# Need new Furance and A/C in parents house



## corrinas2 (Sep 27, 2007)

ok looking to put in a new furance and central air in my parents home.... any suggestions???


----------



## Flounderpounder (Oct 3, 2007)

LOCATION? I know a great guy, but keeps busy, and doesn't like working outside Gulf Breeze.


----------



## corrinas2 (Sep 27, 2007)

they live off of Creighton.. so i dont think that will work......


----------



## Sea Rooster (Oct 3, 2007)

OK...ball park figure...

How much would it cost to equip a2100 sq ft house with new heat and air? 
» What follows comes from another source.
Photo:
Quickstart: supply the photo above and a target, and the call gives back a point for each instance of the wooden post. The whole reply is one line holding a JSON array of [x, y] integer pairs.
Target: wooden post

No intentions on hijacking this thread....just damn curious....


----------



## wld1985 (Oct 2, 2007)

sea rooster.. to just do a new inside and outside unit.. Probably about 1400-1600 bucks.. I had my buddy come over and put me a new outside unit for like 600 bucks installed... He was going to do both inside and outside, but they did'nt have any inside units.. So I just did the outside unit... I was going to pay I think agrand for everything.. Its a 2-ton


----------



## Splittine (Nov 24, 2007)

For a good brand unit for a 2100 sqft house your going to need a unit bigger than a 2 ton, your prolly looking at $1750 for the equipment give or ake a little, plus install, let me know something and I might be able to work something out with one of the parts house I deal with for the unit and could put it in for cheaper than a company would charge.


----------



## wld1985 (Oct 2, 2007)

Ya you'd be crazy to put a 2-ton in there.. Most likely it should be a 3 ton but I'm no A/C guy...


----------



## a/c guy (Oct 12, 2007)

sent you my name and #


----------